No mais, se me perguntarem do mar vos digo. Apreciei vê-lo mudar de humor com a beleza ímpar com que sempre o fez. A tragar as areias, a invadir os canais. Como gostei de ver saltar a veia poética de Nelson Rodrigues, o homem que certo dia disse que se negava a acreditar que um político, nem mesmo o mais doce deles, tivesse senso moral. Se estava certo ou não os dias estão aí para desafiá-los. Não que eu tivesse dúvida a respeito da poesia em Nelson. Alegro-me pela constatação, e só.
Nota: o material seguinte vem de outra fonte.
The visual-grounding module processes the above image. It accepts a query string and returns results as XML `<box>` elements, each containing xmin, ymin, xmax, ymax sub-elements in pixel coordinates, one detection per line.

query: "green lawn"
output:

Como escreveu , Nilo Oliveira, sabiamente citado outro dia pelo amigo Marcelo Montenegro," o poeta é o que acerta de raspão - e o tempo se encarrega de colocar o alvo no lugar exato  onde o poeta supostamente errou". Palavras que soam ainda mais perfeitas nessa hora em que precisamos discutir o futebol como a coisa mais importante... dentre as coisas desimportantes

* artigo escrito para o jornal "A Tribuna", de Santos/SP

Um comentário:

André Braga disse...

Infelizmente o texto soa profético. Provavelmente, mais uma vez, de alguma forma o governo prestará socorro financeiro aos clubes. Aos ditos grandes, claro.